What great customer service means in the 21st century
It’s that age-old business mantra we’ve been hearing since we can remember - ‘customer is king’. It highlights the importance of customers (and potential customers) in every business. Traditionally, it’s a rule that means your company promises to provide good customer service to your customers. But with the current evolution on work and business settings, coupled with ever-increasing technological advancement, ‘customer is king’ means more than just subscribing to good customer service, it means really practising it too.
- Give them the best. Customers will still want the same thing - the best value for their money. This is what you have to give them. Even before you think of treating them well when they’re buying your services, you should always keep customers in mind when developing new products or offerings. Ask yourself all the time, ‘what will my king (the customer) need or want?’

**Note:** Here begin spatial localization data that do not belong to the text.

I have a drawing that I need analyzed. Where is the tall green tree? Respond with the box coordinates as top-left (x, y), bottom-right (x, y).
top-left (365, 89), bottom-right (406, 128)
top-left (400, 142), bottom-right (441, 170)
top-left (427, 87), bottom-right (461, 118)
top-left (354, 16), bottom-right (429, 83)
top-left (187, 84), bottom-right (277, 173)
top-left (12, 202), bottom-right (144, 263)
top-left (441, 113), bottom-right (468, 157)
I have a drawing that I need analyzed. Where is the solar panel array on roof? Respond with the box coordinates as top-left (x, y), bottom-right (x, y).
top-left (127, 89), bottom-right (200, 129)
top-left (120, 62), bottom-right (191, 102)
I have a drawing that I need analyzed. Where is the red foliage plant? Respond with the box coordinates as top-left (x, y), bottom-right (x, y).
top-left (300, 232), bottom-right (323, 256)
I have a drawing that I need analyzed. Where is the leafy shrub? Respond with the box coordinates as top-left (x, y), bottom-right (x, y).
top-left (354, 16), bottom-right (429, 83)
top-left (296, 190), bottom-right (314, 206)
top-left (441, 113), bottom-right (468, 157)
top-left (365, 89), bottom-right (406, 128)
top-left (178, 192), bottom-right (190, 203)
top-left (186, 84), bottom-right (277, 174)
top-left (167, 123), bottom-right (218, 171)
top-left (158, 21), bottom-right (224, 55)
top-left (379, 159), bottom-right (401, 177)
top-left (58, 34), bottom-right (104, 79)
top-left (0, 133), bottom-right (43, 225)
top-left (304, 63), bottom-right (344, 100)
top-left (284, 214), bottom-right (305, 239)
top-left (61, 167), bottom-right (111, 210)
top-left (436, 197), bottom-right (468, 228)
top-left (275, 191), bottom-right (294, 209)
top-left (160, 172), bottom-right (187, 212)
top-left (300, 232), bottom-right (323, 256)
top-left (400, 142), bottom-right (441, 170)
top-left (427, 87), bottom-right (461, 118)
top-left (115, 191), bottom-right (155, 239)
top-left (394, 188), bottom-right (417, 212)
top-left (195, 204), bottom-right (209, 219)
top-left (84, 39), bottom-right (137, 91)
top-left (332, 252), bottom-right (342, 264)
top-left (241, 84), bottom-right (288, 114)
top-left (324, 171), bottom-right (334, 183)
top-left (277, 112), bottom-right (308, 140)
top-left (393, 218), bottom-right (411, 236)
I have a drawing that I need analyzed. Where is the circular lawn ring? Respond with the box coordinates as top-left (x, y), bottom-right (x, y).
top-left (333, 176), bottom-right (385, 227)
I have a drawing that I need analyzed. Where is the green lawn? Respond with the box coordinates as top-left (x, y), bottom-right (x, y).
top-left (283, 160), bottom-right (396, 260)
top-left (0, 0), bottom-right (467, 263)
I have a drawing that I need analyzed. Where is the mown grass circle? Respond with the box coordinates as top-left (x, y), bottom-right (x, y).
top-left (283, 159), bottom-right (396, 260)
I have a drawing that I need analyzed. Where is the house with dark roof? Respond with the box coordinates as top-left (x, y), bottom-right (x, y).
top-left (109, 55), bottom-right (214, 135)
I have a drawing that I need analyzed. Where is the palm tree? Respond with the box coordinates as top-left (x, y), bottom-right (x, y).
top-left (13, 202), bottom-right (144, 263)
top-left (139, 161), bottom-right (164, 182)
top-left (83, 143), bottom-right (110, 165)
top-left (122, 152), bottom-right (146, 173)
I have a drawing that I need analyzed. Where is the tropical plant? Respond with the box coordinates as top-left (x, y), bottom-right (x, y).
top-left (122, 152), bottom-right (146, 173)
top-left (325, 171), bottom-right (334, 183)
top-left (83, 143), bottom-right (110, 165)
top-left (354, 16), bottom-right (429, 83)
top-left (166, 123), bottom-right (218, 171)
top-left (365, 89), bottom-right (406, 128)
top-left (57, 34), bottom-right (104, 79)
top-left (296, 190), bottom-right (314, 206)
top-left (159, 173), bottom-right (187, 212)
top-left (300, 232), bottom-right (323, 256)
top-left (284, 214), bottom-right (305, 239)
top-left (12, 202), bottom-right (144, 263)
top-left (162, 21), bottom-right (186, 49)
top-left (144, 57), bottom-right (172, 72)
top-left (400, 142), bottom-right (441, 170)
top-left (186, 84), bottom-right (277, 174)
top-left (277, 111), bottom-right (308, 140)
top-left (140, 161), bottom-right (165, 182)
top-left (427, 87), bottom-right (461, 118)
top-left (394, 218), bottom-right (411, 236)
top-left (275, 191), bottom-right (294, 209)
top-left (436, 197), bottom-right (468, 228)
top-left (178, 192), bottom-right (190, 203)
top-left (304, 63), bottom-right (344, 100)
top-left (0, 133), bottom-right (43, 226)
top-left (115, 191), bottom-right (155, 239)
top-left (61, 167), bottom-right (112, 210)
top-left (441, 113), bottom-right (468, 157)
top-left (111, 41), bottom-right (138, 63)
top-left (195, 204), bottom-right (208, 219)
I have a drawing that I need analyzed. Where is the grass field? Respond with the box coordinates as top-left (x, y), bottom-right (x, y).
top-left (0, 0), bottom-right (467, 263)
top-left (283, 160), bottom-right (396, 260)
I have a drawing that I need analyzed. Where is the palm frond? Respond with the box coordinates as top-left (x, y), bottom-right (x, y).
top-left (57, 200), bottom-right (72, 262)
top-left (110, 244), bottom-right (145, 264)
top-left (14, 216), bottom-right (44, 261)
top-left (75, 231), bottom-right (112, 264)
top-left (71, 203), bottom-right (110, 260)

- Know their power. The major premise of the mantra still holds true, you should never offend your customers because it will mean serious loss for your business. In fact, it is truer in today’s economy where customers hold more power thanks to social media. In the past, what made a customer king was their ability to boycott your products and influence others to do the same through word-of-mouth. Today, social media upgrades that power. Negative words about your company or your brand can spread a lot faster over the web.
- Don’t tell them what to do. A customer doesn’t want to be told what to do. The ‘buy this’, ‘get this’ or ‘like this’ messages can only go so far. Customers won’t buy your products just because you ask them to. In fact, some studies show that aggressive marketing may actually turn customers off. If you think of your customers as king, you should realise that just like kings, they tend to listen and trust the opinions of their advisers, the wise men of the palace. It’s therefore a great idea to identify who these advisers are for your customers. Who influences their purchasing decisions? Your answer should be the target of your marketing strategy.
- Make things easy for them. People want to save as much time, money and energy as possible. That is why you have to make sure you’re accessible to your customers. You should be where your customers are because saving them the hassle will make them more likely to buy from you. If you’re running an online campaign, for instance, the rule is to make sure the mechanics are simple. The easier it is for them to participate, the better. Because just like kings, customers want their lives to be easier.
- Let them call the shots. This isn’t to say that you let them run your business. What we mean is that sometimes you could let your customers dictate what they want or how they want it. We’re talking about letting your customers participate in product development – Lego is one company that has had input from ‘co-creators’, Starbucks is another, and both to great success. The ‘I did that’ effect on customers of seeing the results of their input builds a sense of engagement, empowerment and advocacy.
Whatever industry you are in, whatever business you run, your customers and would-be customers will always be one of your most valuable stakeholders. How well you treat them will have a large impact on your business. Never treat your relationship with your customers as transactional but instead as a long-term relationship that needs to be sustained. Only this way can you give them the great customer service they deserve.